Mental Illness and Violence: Why Does a Newtown or Aurora Happen?

With the recent discussion about mental illness that has surrounding the tragedies in Newtown and Aurora, it’s important for people to understand that those who suffer from mental illness are more likely to be victims of violence than perpetrators of it.  Too often the mentally ill are perceived as violent. They are feared, stigmatized, and discriminated against. They are avoided, shunned, and are unable find employment.  They become isolated and self-esteem plummets. But even worse, this marginalization affects the availability of treatment.  If Adam Lanza or James Holmes had had access to care these shootings would not have occurred (The fact that lethal weapons were readily at hand certainly made things worse.)

But I feel encouraged by some of the discussion taking place about our mental health care system, one that is clearly broken.  When mental institutions were closed back in the 60s there was agreement that comprehensive community mental health care services would be developed.  That never happened because funding was never set aside for that purpose.  As a result our emergency rooms, the criminal justice system, and families are left to shoulder the burden when people are in crisis.

It’s difficult if not impossible for families to find help for their loved ones.  Unless a person is considered dangerous to themselves or others, the system simply does not respond.  As a result prisons have become our de facto psychiatric hospitals. The mentally ill fill our jails and account for a high percentage of our homeless population.  And sometimes an Aurora or Newtown occurs. Then we wonder how it could have happened.   It’s a tragedy for all the victims.  And let there be no doubt that the Adam Lanzas and James Holmes are among them.

Let’s hope that things will change as a result of these recent events.  That our citizens will rise to the occasion and demand change and that government will support those changes.  There is no cure for mental illness, but with treatment recovery is possible.  Those with mental illness can and do live fulfilled lives as contributing members of their communities.

I welcome your comments.


Comments

Mental Illness and Violence: Why Does a Newtown or Aurora Happen? — 4 Comments

  1. Beautifully said, Kathy. At last we are speaking about the real issue in these mass shootings, which is our mental health system (or lack of it).

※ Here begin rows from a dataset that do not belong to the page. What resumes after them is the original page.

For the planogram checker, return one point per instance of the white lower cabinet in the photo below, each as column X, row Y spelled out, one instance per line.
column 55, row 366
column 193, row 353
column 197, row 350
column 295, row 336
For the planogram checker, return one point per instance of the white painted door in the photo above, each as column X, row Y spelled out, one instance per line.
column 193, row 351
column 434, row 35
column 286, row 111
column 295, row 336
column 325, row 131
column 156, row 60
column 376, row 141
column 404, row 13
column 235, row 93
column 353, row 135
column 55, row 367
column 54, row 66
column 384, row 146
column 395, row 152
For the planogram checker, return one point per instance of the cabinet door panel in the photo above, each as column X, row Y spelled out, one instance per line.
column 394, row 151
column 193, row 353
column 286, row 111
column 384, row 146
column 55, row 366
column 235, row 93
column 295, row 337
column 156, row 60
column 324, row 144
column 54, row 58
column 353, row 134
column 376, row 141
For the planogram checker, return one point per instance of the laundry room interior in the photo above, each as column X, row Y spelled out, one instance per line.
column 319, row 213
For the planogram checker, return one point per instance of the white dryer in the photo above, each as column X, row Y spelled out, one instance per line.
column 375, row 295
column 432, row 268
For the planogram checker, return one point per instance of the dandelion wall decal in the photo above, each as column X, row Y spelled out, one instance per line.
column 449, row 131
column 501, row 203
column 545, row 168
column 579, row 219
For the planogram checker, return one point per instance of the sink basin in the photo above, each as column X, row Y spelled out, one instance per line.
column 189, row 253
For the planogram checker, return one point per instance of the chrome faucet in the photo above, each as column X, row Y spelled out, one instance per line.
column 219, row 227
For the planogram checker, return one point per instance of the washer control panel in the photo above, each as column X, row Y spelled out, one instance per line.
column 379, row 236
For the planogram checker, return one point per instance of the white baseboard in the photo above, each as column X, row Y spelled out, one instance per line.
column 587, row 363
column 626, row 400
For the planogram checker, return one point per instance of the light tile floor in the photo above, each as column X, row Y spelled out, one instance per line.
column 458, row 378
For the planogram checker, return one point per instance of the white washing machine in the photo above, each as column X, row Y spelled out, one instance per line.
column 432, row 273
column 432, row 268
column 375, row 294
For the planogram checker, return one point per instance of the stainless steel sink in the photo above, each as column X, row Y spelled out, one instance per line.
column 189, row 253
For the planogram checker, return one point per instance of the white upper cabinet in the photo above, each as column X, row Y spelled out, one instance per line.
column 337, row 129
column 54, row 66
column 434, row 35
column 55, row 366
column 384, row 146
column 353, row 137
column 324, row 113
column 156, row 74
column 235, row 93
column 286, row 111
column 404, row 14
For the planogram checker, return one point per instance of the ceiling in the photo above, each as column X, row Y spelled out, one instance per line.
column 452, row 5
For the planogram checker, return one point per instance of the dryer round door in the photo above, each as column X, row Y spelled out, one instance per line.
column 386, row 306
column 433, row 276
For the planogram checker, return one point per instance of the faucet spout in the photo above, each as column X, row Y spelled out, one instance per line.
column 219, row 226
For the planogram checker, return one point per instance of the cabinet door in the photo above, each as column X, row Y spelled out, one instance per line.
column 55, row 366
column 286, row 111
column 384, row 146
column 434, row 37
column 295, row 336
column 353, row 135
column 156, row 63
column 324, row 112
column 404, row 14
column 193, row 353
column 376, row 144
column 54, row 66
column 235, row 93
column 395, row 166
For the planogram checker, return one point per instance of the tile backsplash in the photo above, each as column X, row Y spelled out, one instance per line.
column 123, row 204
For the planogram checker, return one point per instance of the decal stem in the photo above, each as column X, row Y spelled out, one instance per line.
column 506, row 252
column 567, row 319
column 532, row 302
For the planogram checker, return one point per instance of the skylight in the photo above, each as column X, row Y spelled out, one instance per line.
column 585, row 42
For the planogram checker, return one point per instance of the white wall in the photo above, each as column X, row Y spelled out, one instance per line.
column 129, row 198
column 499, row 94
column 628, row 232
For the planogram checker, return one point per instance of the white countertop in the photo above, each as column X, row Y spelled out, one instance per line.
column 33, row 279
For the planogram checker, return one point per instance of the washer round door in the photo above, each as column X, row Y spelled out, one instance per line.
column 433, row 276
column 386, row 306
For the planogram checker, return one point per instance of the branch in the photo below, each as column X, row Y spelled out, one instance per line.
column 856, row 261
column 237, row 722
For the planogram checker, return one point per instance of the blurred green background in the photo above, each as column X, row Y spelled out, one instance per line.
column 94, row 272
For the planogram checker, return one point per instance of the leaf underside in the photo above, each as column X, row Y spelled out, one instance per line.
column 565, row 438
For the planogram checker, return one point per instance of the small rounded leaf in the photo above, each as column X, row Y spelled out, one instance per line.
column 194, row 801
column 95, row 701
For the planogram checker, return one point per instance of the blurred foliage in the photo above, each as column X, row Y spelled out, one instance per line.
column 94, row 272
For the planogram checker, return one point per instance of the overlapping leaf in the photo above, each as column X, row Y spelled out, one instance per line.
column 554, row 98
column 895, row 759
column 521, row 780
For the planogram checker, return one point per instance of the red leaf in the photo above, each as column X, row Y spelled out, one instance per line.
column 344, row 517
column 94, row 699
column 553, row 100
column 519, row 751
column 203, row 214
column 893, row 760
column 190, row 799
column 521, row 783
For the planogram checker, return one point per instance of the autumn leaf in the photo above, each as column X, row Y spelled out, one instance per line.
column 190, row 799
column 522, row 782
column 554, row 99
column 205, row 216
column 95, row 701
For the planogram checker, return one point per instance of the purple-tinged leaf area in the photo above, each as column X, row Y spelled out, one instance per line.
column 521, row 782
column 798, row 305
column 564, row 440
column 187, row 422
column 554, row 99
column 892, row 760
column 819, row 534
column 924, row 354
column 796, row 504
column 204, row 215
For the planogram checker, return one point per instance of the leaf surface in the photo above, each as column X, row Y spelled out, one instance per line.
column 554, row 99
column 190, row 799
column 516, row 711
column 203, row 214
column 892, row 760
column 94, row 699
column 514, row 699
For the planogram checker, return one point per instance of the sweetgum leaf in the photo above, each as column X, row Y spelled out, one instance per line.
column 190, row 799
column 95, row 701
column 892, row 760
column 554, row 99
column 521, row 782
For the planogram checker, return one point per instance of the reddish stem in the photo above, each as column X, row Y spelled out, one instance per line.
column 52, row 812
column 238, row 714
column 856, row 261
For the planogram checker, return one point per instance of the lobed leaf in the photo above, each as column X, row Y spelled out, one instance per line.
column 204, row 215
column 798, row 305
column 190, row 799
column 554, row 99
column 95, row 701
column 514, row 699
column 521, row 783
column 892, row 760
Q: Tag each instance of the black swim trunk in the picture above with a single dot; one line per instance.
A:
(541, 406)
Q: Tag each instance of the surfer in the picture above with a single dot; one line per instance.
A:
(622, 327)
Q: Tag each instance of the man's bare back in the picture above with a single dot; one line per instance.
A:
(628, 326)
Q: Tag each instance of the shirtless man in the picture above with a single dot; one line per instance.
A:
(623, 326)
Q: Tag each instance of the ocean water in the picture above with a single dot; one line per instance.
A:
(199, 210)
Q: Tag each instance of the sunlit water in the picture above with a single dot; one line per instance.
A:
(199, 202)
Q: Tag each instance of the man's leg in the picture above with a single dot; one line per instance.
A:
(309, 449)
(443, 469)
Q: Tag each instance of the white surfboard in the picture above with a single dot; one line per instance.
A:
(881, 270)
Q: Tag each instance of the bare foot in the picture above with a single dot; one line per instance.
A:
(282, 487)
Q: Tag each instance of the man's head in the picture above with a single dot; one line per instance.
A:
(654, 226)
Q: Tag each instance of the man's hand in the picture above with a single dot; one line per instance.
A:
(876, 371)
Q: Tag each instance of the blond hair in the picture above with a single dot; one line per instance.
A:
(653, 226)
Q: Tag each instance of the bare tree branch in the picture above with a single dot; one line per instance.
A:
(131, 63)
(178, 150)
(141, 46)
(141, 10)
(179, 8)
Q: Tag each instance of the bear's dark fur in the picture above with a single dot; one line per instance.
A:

    I would also like to add that each of these killers was on some kind of psychotropic drug. When we stop putting our children on drugs we might see an end to these miserable and damaged souls doing such harm to the world.

  2. Thanks for responding Bonnie. You’re right. The mental health care system is underfunded, uncoordinated—the term “system” a misnomer. As a result, our emergency rooms, the criminal justice system, and families have been left to shoulder the burden of responding to people in crisis. That must change.

    In terms of your point about medications, I feel that they are a vital elements in treatment for many who have severe mental illnesses such as schizophrenia, bipolar disorder, clinical depression, and PTSD. (I’m speaking of adults here as I know little about children and drug treatment.)Lithium has been a god send for many with bipolar disorder and anti-psychotics have played an important role in helping people come back from psychosis.

    Those with mental illness can and do recover with good support systems, including a team of caring professionals who put decision making in the hands of their clients. The other important piece is an understanding and supportive family who are advocate for those they love.

  3. Well said Kathy!

    If something isn’t done to improve our mental health system there will only be more unfortunate situations. Society as a whole needs to be educated on the effects that mental health has on everyone. and that it is truly a disease. The effects are far reaching and long lasting and support and resources for families need to be provided.